The Most Pointless New Year’s Resolution of 2012
Want to know what it is? ALL of them!
If Planet Earth received a penny for every broken New Year’s Resolution… We’d probably still be in debt. But at least we’d have some guaranteed growth forecast for the future.
As 2012 begins, there are two things we can take for granted:
1. The world is not going to end.
2. Millions of New Year’s Resolutions will be born, briefly adored, and then aborted faster than a back-alley Catholic love child.
What is it about January 1st that inspires us to scream “Yes, I Can!” to personal change? And why is it that we fail so spectacularly before we’ve seen the arse-end of January 4th?
There are 365 days in a year. That’s 365 opportunities to set achievable targets – even more if you dissect a day in to segments, less the meaningless slog. You could be forgiven for suspecting that most people allow 364 of those opportunities to go to waste.
Why? Is there something special about January 1st? Why does it make personal reinvention so much easier to grasp?
I sigh with every mention of the dreaded New Year’s Resolution, and you just know there’s going to be plenty as every bell-end with a blog announces his intention to the world in the next week – almost as many as the equally irritating Top Ten [x] of 2011 posts.
My cynicism is born out of never actually seeing a resolution brought to life – not by myself, my family or my friends. Certainly not by those who have been brash enough to rub them in other people’s faces on December 31st.
“Here’s what I’m going to do… I’m so proud of myself for making this decision… I’m a different person… Oh, you haven’t set a New Year’s Resolution? Are you, like, depressed or something?”
Achieving a New Year’s Resolution vs. Winning The Lottery
I see January 1st as a great day to review progress and targets we’ve ticked off in the previous calendar year. But in terms of goal-setting, it’s no more productive than the next day. That’s because true change is born out of true motivation.
For example:
You finally reach breaking point, unable to stare at the blubbering mass in the mirror, therefore you decide to lose weight.
You receive bad news from a doctor. If you don’t quit drinking, your pickled liver is going to lead you to certain death.
Your relationship shatters, the friends you’ve abandoned are no longer there to place a hand on your shoulder. You dive tits first in to your work, hoping it will heal the wounds and relaunch your career. (I have personal memories of this one)
In each case, the cause of the pain becomes so great that change is seen as the lesser of two evils. This is how our brains work. We are, after all, fickle creatures who find no greater challenge than breaking the patterns and habits we’ve become accustomed to.
New Year’s Resolutions rarely work because they fail to acknowledge that creating change requires a firm belief that to not change would be so much worse. They are backed by optimistic hope, much the same sensation that we feel when we buy a lottery ticket.
I mean, seriously, one of the top ten New Year’s Resolutions is to ‘enjoy life more’. It amuses me to imagine how anybody could seize the day and make that dream come true without an urge much greater than 3 ambiguous words on a page. In most cases, there isn’t even a plan. It’s bloody whimsical at best…

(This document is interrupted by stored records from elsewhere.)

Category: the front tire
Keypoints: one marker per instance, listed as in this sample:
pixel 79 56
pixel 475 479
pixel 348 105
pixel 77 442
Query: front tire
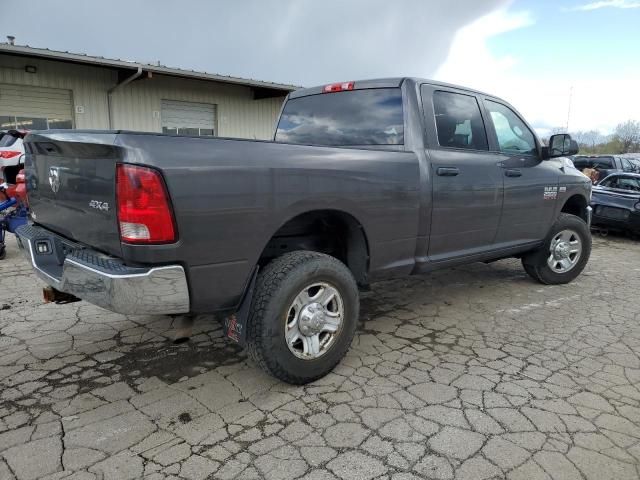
pixel 565 252
pixel 303 316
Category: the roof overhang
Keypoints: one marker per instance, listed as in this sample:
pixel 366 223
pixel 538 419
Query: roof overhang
pixel 262 89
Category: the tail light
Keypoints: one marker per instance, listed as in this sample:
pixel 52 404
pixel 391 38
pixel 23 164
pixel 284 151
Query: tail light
pixel 338 87
pixel 144 212
pixel 21 188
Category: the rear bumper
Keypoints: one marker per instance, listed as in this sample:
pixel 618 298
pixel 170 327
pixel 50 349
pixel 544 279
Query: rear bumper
pixel 102 280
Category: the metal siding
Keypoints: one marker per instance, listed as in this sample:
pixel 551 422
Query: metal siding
pixel 87 85
pixel 188 114
pixel 238 114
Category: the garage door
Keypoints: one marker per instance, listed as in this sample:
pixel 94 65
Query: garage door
pixel 34 108
pixel 188 118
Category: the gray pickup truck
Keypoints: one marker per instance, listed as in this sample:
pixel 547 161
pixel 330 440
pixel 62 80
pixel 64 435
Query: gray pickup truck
pixel 363 181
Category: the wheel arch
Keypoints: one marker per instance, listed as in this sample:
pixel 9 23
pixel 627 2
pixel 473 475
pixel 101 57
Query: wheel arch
pixel 576 205
pixel 325 230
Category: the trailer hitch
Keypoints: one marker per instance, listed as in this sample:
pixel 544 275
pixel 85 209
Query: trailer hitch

When the masses sit down to think of what they’d like to do in 2012, it’s a battle of wants over needs. Well, sure, we’d all love to have perfect bodies for the beach. We’d all love to double our income. And we’d all love to be loved. But if you can’t attribute those desires to a burning need – the refusal to settle for more of the same – January 1st cannot help you.
Change Your Thoughts, Change Your Future
The upside to this depressing tale is that while your New Year’s Resolution may be no more than a public display of vanity, there are 364 more opportunities to set the wheels of change in motion. It’s easy to say though, right? Taking action is a different animal altogether.
How can you convince yourself that you don’t love chocolate? That you don’t enjoy the first sip of a stiff Vodka after work? That you don’t enjoy every second of your four hours vegetating in front of the television?
No matter what you wish to achieve, the first step is to believe in the consequences. It requires a proactive attitude and the ability to understand how your brain works.
If you want to quit chocolate, go and spend a few hours researching the ingredients stuffed in to your favourite candy bar. Visualise the toxic crap that’s being funneled in to your stomach, and imagine yourself 20 years from now; a rousing victim of gluttony, wasted, out of shape.
If you want to quit drinking, force yourself to imagine that early grave every time a gaze fixes on the bottle. Spend an hour reading stories of alcohol fueled domestic abuse, then roll a tape in your head of the same abuse being inflicted on your loved ones.
It’s only through this association of strong vivid imagery that we can break the patterns and routines of our ways.
And that’s why January 1st absolutely sucks as a catalyst for change. It’s likely that if you’re setting targets on the first day of the year, they aren’t driven by the kind of motivation that is necessary to honour them. Instead, they are born out of novelty. Novelty and the need to follow the crowd.
A new year promises a new start. We should be happy about that. But let’s not fool ourselves in to thinking that a new start is possible without newfound conviction. It’ll take more than a fresh calendar to bless us with such a priceless thing.